New methods of data exfiltration.
In 2015, more groups are expected to use cloud services in order to make exfiltration (the unauthorized transfer of data from a computer) stealthier and harder to detect.
Use of false flags.
APT groups are expected to exploit government intention to ‘naming and shaming’ suspected attackers by carefully adjusting their operations to plant false flags (that make it appear as if the attack was carried out by another entity).
BIG DATA TRENDS – 2015
The International Data Corporation (IDC) emphasises aspects of Big Data following their recent “2015 Predictions Conference.
Big Data and Analytics (BDA)
Over the next 5 years spending on cloud-based BDA solutions will grow3 times faster than spending for on-premise solutions. Hybrid on/off premise deployments will become a requirement.
Shortage of skilled staff will persist
In the US alone there will be 181,000 deep analytics roles in 2018 and five times that many positions requiring related skills in data management and interpretation.
Unified Data Platform Architecture
By 2017 unified architecture will become the foundation of BDA strategy. The unification will occur across information management, analysis, and search technology.
Growth in applications incorporating advanced and predictive analytics, including machine learning, will accelerate in 2015. These apps will grow 65% faster than apps without predictive functionality.

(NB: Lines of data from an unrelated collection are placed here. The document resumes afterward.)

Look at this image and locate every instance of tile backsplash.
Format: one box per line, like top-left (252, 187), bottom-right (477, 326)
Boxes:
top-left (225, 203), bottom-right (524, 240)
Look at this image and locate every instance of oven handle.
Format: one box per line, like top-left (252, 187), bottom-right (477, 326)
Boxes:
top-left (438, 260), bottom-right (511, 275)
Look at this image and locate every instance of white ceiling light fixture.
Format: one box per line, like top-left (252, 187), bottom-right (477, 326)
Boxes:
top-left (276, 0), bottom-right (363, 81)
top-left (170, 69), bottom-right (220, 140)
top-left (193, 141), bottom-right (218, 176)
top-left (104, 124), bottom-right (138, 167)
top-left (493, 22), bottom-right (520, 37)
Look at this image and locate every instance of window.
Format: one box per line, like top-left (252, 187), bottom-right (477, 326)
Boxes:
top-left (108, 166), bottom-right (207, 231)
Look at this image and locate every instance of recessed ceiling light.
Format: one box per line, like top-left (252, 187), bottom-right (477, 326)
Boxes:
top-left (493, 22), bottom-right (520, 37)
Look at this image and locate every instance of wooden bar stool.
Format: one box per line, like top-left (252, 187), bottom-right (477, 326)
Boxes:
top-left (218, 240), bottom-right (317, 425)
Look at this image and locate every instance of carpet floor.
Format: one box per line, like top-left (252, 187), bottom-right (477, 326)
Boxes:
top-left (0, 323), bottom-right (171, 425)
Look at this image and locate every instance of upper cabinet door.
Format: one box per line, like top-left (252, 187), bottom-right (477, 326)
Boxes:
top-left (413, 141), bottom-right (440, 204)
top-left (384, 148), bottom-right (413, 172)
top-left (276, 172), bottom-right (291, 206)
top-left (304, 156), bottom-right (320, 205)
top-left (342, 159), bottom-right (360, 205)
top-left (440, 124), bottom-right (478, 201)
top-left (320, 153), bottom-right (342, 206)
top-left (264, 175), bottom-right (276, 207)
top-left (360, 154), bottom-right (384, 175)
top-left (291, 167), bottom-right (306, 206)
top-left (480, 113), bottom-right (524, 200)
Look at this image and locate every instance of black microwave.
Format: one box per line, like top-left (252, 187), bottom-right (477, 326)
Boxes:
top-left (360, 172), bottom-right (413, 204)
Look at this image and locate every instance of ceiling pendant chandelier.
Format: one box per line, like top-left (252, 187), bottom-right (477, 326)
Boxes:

Video, Audio, and Image analytics will at least triple in 2015 and emerge as the key driver for BDA technology investment.
IT JOBS – 2015
All of this filters down into a positive outlook for IT jobs in 2015. A recent survey by Computerworld highlights the following in-demand roles judged by whether organisations expect to recruit during 2015:
- Programming & Applications Development – 48%
- Project Management – 35%
- Service Desk & ITIL – 30%
- Security & Compliance – 28%
- Web Development – 28%
Longer term trends from itjobswatch.co.uk show renewed growth in demand for specific technology skills such as Windows Server and rapid growth in demand for security and cyber security staff. The graphs below track 3 month moving totals as a proportion of total demand.
This is in the context of a strong UK jobs market where a recent survey by Accenture for the CBI found that 50% of employers expect their workforce to be larger in 12 months’ time, while just 12% expect the workforce to be smaller.